Other Noteworthy Aspects of the Models

Limitations on Next Gen ETF Portfolio Securities

The current iterations of the Next Gen ETF applications each represent that the Next Gen ETFs will generally be limited to investments in exchange-traded equity securities, depositary receipts and certain other types of exchange-traded instruments (e.g., other ETFs, exchange-traded notes and index futures). Therefore, the first iteration of these products would be limited to equity Next Gen ETFs. In the future, as market participants (particularly APs) gain more trading experience with the various models, the SEC may permit Next Gen ETFs to invest in a broader universe of investments.

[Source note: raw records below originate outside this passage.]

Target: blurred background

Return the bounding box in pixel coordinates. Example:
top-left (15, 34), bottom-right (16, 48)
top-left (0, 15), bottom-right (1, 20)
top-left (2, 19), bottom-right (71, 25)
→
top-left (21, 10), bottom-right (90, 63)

Each application includes compliance with Regulation Fair Disclosure (Reg. FD) as a condition. Currently, ETFs and mutual funds are required to comply with disclosure requirements regarding “selective disclosure of portfolio holdings,” which generally requires them to adopt policies and procedures regarding disclosure of nonpublic information about securities in the fund’s portfolio and disclosure in their registration statements of the parties that have access to such disclosure. Reg. FD generally requires contemporaneous disclosure of material nonpublic information to certain specified persons also be made to the public, unless the recipient is contractually required to keep the information confidential.

Because Next Gen ETFs have the potential to be game-changers in the ETF industry, now is the time for advisers of mutual funds and index ETFs to begin understanding these products and deciding whether Next Gen ETFs should be in their product line. Waiting too long may prove costly because assets can shift quickly, especially to superior products like ETFs. Of course, patience may also be necessary since the SEC to date has not completely signed off on Next Gen ETFs and governmental and regulatory delays may continue to be in vogue in Washington, D.C. in 2019.